The National Museum of Computing exhibited on Sunday all the equipment used in Lorenz, an ultra-secret cipher created during World War II by Hitler’s forces. The machine encoded delicate or critical information in military issues. Experts recreated in this event how German military sent secret messages and how was the final breaking of the Lorenz system.
The Lorenz machine used the technology developed in Enigma, a secret cipher with a sophisticated architecture. However, it included new structures and mechanisms that made Lorenz an even more powerful machine, with more odds to be unbreakable, or at least, to make the encrypted data harder to decode. Nevertheless, at Bletchley Park in England, there was the installation of code-breaking headquarters against Nazi forces, and it was there where allies broke the code of Lorenz.
More about Lorenz
It was a cipher with rotors and special keyboards that Hitler used mostly to send coded messages to his generals and receive encrypted data from military authorities. The machine is a supercomputer with complex systems to encrypt information, using coding combinations that are almost unbreakable for those who don’t know the combination. The machine boasted 1.6 quadrillion possible coding combinations and not even the staff that worked directly with the machine knew it.
Lorenz machine was under the custody of the Norwegian Armed Forces Museum in Oslo, but will be for now at the National Museum of Computing.
People responsible for introducing data in ciphers, both from Nazi forces and their enemies, never knew the combination code so the information was completely secret since the machine operators could not break it either. In the exhibition in the Computing Museum, veterans explained how they did not understand their roles at that moment. Instead, they discovered with what they were working exactly only decades later.

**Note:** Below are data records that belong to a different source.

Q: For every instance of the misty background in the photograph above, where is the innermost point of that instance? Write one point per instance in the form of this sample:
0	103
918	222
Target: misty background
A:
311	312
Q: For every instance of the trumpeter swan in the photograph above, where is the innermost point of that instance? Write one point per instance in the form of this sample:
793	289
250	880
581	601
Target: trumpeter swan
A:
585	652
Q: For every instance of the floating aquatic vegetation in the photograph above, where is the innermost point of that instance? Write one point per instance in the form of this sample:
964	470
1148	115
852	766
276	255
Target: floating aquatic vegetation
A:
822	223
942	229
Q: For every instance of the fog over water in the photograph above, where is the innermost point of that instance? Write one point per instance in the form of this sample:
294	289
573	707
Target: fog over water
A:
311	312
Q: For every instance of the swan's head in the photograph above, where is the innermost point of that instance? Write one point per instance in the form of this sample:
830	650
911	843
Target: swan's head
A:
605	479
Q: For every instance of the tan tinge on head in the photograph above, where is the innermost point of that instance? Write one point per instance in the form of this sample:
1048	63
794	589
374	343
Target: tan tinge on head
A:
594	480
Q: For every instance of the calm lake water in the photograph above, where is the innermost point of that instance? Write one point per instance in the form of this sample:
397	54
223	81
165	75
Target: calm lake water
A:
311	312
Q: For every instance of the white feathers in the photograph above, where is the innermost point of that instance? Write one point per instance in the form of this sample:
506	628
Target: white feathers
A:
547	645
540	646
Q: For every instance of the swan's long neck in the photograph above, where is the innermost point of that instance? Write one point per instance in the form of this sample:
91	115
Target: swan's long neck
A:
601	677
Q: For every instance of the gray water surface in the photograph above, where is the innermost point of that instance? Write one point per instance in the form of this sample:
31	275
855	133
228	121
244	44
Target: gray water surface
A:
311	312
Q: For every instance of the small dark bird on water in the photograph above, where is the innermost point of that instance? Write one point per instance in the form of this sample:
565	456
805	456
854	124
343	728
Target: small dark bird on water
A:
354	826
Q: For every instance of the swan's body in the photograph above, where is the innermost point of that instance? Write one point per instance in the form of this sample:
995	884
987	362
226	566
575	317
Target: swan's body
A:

“At the time, there was a war on, you just accepted it. I didn’t know it was a new machine, I just got brought in and shown this great big machine and they said ‘You’re going to learn to work on it’ and that was it. You just got on with your job,” said Irene Dixon, a women who worked with ciphers in Bletchey Park.
The Allies’ response
People working in Bletchley Park never saw Lorenz machine in real life, but instead, worked with creativity and skills to fin a way to crack the code of a machine they have never seen. Engineers built Colossus, a type of machine that decrypted data in days. That was a huge advance, considering that most machines so far took weeks to crack codes, and the amount of time invested in it made the whole point of decipher messages completely useless. It was with the Colossus’ system that the unbreakable code of Lorenz was cracked.
They created 10 Colossus machines, but they are believed to have been destroyed, considering the level of secrecy around its technology. However, Tony Sale and a bunch of scientists dedicated their lives to rebuild the Colossus machine.